Your Action Plan: Moving Beyond Flawed Structures
By splitting your campaigns by margin, you’re making your life harder and likely hurting your performance. You can’t create more sophisticated campaign structures (like segmenting by brand or product performance) because you’ve already used your one “split” on a flawed margin-based methodology.
It’s time to move to a smarter system.
- Look at profit tracking. If you have varied margins across your products, I highly recommend looking at a software solution like Profit Metrics or building your own custom-coded profit tracking.
- Implement it in your account. Start sending profit data instead of revenue data to Google Ads. I have another video that explains how to do this.
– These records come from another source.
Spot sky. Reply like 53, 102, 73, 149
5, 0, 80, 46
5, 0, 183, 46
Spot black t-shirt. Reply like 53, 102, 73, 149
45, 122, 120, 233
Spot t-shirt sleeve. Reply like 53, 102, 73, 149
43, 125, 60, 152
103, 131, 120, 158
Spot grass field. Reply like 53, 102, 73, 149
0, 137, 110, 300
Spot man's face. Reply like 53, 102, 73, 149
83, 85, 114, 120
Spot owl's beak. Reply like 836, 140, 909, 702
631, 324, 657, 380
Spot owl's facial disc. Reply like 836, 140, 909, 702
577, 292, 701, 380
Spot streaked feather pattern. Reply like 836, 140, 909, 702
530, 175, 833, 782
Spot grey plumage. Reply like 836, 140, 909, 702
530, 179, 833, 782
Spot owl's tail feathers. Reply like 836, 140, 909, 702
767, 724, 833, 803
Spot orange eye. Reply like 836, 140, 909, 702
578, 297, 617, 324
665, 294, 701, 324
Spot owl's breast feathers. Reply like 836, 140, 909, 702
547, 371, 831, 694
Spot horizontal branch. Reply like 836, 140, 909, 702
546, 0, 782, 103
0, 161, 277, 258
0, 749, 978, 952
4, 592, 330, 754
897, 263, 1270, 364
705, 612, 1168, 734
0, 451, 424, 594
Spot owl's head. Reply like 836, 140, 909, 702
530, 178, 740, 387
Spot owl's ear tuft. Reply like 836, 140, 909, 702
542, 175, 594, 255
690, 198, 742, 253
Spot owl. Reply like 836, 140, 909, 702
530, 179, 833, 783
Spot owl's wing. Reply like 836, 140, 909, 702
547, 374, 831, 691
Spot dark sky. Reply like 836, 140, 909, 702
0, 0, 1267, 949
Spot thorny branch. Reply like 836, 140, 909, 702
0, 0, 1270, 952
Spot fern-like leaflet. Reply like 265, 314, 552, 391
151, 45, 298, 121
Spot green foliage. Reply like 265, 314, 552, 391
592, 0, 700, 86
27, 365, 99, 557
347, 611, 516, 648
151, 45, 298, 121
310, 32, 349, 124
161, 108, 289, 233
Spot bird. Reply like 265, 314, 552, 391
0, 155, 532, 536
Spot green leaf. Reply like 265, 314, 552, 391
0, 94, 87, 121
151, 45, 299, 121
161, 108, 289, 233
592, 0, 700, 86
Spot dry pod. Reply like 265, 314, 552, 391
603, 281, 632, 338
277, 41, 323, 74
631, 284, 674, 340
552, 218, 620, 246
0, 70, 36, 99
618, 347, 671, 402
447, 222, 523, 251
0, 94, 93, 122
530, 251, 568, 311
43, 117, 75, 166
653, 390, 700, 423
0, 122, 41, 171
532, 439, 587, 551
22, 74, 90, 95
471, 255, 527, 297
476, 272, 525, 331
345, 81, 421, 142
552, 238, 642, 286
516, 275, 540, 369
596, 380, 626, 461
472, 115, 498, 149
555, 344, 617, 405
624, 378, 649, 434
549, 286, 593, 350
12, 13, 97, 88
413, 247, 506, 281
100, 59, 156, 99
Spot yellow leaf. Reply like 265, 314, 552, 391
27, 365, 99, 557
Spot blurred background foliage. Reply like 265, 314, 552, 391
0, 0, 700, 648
- Test your targets carefully. Don’t just stare at the in-platform POAS number. Make sure you use a secondary data point like blended ROAS or new customer acquisition data to guide your strategy.
[TL;DR]
- Margin-based campaigns are built on the false assumption that users buy the product they click on. Data shows 35-50% of users buy something different.
- This structure starves Google’s Smart Bidding of data by splitting conversions across too many campaigns, which hurts overall performance.
- Profit-based bidding is the superior method. It sends the actual gross profit of each transaction to Google, giving the algorithm precise data to work with.
- This approach allows you to consolidate your campaigns, providing more data for Smart Bidding and opening the door for more effective campaign structures.
- While profit tracking has its own challenges (like handling sales), it is a fundamentally more accurate and powerful way to manage e-commerce ad accounts.